United States Mission to the European Union
Foreign Agricultural Service
United States Department Of Agriculture
Last modified: August 6, 2014

Footprinting

 

The EU Environmental Footprint Initiative

 

How does the EU evaluate and compare the environmental impact of different products? To help answer this question, on April 9, 2013, the European Commission (EC) published the Communication “Building the Single Market for Green Products” accompanied by the Recommendationon the use of Product Environmental Footprint (PEF) and Organization Environmental Footprint (OEF) Common Methods to measure and communicate the life cycle environmental performance of products and organizations. Through these efforts, the EC is working to develop standards for measuring the environmental performance of products and organizations across all Member States (MS).
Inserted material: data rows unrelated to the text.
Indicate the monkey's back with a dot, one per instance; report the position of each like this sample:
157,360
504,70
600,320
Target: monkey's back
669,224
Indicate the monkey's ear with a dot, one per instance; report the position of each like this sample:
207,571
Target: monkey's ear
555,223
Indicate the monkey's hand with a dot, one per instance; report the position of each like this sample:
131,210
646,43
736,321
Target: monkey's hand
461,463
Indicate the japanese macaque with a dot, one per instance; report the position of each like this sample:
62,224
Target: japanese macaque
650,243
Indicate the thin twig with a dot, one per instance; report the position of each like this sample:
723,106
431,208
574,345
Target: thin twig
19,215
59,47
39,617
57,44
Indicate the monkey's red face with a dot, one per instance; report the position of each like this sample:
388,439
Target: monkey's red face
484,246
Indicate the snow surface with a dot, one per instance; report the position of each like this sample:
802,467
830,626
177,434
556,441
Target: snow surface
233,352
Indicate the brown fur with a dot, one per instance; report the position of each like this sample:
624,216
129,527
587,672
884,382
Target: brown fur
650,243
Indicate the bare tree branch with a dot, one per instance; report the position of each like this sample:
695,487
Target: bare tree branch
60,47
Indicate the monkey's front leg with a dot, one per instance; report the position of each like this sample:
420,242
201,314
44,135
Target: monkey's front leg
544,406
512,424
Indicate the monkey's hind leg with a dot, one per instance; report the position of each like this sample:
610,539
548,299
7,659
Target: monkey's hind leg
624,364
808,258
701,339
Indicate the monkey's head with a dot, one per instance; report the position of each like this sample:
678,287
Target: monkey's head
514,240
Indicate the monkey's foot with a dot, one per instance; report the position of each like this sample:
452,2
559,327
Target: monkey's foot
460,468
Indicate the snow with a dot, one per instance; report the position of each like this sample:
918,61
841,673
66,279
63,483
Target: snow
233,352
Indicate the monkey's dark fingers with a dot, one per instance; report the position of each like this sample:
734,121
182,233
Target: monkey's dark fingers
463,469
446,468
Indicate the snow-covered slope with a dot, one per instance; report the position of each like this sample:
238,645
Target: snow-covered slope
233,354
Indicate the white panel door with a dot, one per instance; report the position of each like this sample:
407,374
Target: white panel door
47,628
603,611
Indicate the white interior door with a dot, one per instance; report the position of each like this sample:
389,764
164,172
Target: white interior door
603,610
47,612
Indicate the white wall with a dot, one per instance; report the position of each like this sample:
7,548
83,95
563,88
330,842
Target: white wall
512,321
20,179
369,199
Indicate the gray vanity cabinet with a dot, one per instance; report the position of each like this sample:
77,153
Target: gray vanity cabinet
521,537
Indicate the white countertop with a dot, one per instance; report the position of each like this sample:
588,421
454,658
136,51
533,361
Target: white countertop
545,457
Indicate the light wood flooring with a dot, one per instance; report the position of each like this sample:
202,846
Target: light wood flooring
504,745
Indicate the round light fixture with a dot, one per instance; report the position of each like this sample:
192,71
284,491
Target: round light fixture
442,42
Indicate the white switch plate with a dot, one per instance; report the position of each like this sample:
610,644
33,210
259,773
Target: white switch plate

By harmonizing existing measures, policymakers can help reduce confusion among consumers about environmental information, increase comparability among diverse products, and increase the readiness of consumers to invest in green products.

 

The common methods presented by the EC for evaluating environmental footprints are based on the multi-criteria, supply-chain-wide Life Cycle Assessment (LCA) paradigm (ISO 14040-44). The LCA framework takes into account the environmental impacts at all stages of the product life cycle including the collection of raw materials, manufacturing, repair, and eventual disposal. Because of its comprehensive nature, LCA is able to account for the effects of any standards already in force in the MS and accurately capture the environmental footprint of both products and organizations.

 

Development of the PEF Initiative

 

The PEF initiative was conceived after the EC concluded a study on Product Carbon Footprint methods. After analyzing existing methodologies, the study found that focusing solely on carbon emissions is problematic for many product categories because it would ignore other serious environmental impacts. Building on this finding, the EC resolved to pursue a more balanced approach to evaluating the environmental impact of products. Launched in 2011, the EC tested the new PEF guidelines through a pilot program with the goal of developing a harmonized footprinting methodology that accommodates environmental performance criteria. This program was limited to 10 participants and covered a variety of sectors, including agriculture. The results from this testing were used for the development of the final technical guide.

 

Rules of the Game

 

In addition to establishing the PEF methodology, the EC went a step further to write Product Environmental Footprint Category Rules (PEFCRs) and Organization Environmental Footprint Category Rules (OEFCRs) that provide guidance for specific product categories. PEFCRs are developed by the stakeholders in a sector through a consensus process. Originally tested in the paper sector, PEFCRs will increase both the consistency and reproducibility of PEF studies by setting clear performance benchmarks, monitoring communication between businesses and consumers, and promoting strong compliance and verification systems.

 

Pilot Program (2013 – 2016)

 

The EC is in the middle of a 3 year pilot program (2013-2016) to test the development of PEFCRs and OEFCRs. In addition to industrial categories, this pilot program includes 11 feed, food, and drink products: beer; coffee; dairy; feed for food producing animals; fish for human consumption; packed fresh meat from bovine, pigs, and sheep; uncooked pasta; packed water; pet food; olive oil; and wine. Together, this wave of 27 pilot programs include 302 leading stakeholders who represent companies, industry associations, NGOs, MS, Universities, or any other organizations. While there are no geographical requirements on what constitutes a stakeholder, the leader should have operations in the EU market. This wave of pilot programs is scheduled to conclude in December 2016 with the publication of final PEFCRs and OEFCRs.

 

Looking Ahead

 

According to the Commission, PEF is voluntary and should not act as a restriction to international trade. However, PEF could become a trade barrier for some producers if they are made mandatory because it will require the replacement of internal LCA processes with those that emerge from the EU pilot programs. Switching, adopting or concurrently applying an EU approach would be very expensive for many companies and could negatively affect their competitiveness on the EU market.

 

It should also be noted that the European Food Sustainable Consumption and Production (SCP) ENVIFOOD Protocol will be fully compliant with the PEF methodology. Although the European Food SCP Round Table is an industry-driven initiative, the Commission remains a co-chair of the meetings.

USEU/FAS participates on the European Food SCP Round Table in Brussels and monitors the PEF pilot phase process closely as it may impact the competitiveness of U.S. companies if the PEF methodology becomes mandatory. After the pilots phase is completed in 2016, the Commission will evaluate whether the method, product and sector performance benchmarks and incentives were successful and will determine how they should be applied. Furthermore, the Commission will determine how these tools can be integrated in a wider range of already existing policy instruments to improve the environmental performance of products in the EU market. Based on the result of this assessment, the Commission will produce appropriate proposals as indicated in the Commission proposal for a new EU Environmental Action Program to 2020.